A ideia de que os professores mais velhos resistem à tecnologia é muito comum. É partilhada por diretores e professores. No entanto, o simples facto de ser comum não significa que seja realidade. Aliás, nas entrevistas que vamos realizando nas escolas, os próprios entrevistados que partilham esta ideia dão-nos contra-exemplos, exceções.

A questão importante é saber o que fazemos com a tecnologia para fins pedagógicos. Os professores de ciências têm aqui um papel fundamental porque, como sugerimos no trabalho inaugural do mCiências, a tecnologia – nomeadamente a tecnologia digital – é parte integrante do processo científico. Por outras palavras, praticamente não é possível fazer ciência sem tecnologia.

Por conseguinte, a tecnologia não serve para motivar os alunos (depois do efeito novidade a integração tecnológica per se não se traduz em ganhos motivacionais). A tecnologia é essencial para a compreensão dos processos científicos. Não basta que o professor use a tecnologia, é necessário cada vez mais que o professor explicite a relação da tecnologia com a ciência.

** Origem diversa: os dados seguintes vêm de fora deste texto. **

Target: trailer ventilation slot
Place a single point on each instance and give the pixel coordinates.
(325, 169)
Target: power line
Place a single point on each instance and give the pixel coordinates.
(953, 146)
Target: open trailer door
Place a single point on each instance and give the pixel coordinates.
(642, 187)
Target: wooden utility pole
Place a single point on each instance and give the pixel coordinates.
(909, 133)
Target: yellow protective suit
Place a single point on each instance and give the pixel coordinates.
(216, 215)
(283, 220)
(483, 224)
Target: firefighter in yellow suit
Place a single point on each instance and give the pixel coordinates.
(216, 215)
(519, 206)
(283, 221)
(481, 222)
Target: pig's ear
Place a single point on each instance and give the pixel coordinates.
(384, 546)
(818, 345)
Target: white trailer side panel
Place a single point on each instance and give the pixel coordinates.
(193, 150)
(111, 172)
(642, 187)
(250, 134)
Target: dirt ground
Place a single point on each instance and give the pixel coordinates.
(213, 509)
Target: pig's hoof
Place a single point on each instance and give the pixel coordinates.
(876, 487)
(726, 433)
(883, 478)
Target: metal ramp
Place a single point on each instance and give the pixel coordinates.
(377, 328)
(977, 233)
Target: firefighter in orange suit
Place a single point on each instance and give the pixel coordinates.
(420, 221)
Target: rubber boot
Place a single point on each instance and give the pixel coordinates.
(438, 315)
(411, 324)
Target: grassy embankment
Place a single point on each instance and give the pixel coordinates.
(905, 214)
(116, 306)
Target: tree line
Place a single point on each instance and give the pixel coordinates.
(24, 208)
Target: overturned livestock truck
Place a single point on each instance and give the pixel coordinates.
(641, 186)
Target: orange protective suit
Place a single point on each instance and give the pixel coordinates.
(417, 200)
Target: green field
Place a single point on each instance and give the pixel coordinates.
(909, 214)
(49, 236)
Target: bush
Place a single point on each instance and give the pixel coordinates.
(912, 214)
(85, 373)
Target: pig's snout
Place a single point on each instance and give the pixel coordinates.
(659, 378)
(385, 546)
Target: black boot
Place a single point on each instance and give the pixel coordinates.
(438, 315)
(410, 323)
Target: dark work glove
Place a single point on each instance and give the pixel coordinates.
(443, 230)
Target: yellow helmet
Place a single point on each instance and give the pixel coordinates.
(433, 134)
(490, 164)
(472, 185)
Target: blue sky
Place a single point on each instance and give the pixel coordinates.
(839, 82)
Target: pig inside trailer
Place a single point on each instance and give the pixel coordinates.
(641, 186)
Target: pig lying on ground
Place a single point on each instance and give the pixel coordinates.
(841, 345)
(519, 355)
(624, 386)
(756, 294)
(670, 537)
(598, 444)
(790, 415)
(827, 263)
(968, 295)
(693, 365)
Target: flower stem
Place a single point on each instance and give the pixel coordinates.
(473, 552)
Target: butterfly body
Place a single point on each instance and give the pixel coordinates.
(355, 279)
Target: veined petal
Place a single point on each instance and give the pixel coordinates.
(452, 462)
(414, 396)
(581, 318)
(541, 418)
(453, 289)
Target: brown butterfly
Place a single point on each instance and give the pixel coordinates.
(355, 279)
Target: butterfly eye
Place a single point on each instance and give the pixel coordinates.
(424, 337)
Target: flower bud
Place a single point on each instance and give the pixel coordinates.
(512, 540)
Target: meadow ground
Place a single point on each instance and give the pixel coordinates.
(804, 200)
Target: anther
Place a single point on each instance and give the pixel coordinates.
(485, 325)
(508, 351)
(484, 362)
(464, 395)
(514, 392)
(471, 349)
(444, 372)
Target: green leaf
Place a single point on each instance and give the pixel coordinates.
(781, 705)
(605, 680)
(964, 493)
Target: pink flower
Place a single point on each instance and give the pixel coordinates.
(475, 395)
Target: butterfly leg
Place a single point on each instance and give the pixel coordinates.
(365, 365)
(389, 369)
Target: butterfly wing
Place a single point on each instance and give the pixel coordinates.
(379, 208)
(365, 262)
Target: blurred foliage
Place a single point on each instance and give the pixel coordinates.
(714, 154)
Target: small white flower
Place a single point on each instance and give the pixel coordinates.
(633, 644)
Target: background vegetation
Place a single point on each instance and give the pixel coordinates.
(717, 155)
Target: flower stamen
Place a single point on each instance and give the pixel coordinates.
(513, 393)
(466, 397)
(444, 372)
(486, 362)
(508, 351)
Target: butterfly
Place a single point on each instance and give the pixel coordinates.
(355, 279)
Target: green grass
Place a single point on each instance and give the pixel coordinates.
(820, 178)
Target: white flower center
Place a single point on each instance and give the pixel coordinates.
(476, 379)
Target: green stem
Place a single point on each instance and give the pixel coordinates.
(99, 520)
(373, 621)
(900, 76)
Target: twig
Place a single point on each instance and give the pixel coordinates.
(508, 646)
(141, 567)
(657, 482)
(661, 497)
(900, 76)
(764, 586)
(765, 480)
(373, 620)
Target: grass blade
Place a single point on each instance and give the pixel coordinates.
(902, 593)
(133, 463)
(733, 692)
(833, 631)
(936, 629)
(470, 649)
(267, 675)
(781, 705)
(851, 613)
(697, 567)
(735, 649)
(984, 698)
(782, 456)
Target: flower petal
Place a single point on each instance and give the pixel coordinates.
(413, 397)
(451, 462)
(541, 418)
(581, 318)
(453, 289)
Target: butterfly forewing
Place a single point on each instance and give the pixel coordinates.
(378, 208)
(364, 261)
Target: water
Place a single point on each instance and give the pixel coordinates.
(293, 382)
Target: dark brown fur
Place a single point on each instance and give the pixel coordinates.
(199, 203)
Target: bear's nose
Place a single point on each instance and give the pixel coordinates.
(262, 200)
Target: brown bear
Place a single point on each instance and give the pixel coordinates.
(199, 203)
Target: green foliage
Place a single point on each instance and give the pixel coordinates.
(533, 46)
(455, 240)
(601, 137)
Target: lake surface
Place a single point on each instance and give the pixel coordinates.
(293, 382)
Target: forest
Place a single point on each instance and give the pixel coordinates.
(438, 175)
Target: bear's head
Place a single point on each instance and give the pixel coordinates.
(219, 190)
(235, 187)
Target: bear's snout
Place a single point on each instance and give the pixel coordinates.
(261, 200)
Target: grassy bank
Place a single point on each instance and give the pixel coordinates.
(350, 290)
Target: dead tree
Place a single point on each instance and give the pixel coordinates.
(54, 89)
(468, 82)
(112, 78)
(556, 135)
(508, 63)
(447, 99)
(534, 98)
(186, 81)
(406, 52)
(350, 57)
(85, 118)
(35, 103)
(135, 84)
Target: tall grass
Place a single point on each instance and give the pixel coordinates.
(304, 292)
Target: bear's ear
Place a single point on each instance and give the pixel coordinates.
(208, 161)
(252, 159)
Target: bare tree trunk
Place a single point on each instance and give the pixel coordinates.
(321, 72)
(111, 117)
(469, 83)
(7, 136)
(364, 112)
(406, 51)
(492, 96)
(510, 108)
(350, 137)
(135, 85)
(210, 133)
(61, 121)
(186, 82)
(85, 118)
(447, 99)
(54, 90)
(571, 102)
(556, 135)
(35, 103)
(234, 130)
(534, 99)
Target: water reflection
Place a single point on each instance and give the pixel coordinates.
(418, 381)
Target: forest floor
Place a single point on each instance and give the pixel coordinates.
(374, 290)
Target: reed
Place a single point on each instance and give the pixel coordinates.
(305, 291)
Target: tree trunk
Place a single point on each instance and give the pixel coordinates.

O conhecimento da história dos instrumentos revela-se, assim, como um aspeto a desenvolver na formação dos professores.

E que história a história da tecnologia tem para contar nas ciências! Que melhor introdução à astronomia, do que uma passagem pela construção do telescópio, com as suas lições de ótica, para chegarmos aos radiotelescópios e à escuta do universo que depois se traduz digitalmente em supercomputadores. E integrar, por exemplo, o Stellarium, esperando que o estudo das ciências se estenda pela noite dentro.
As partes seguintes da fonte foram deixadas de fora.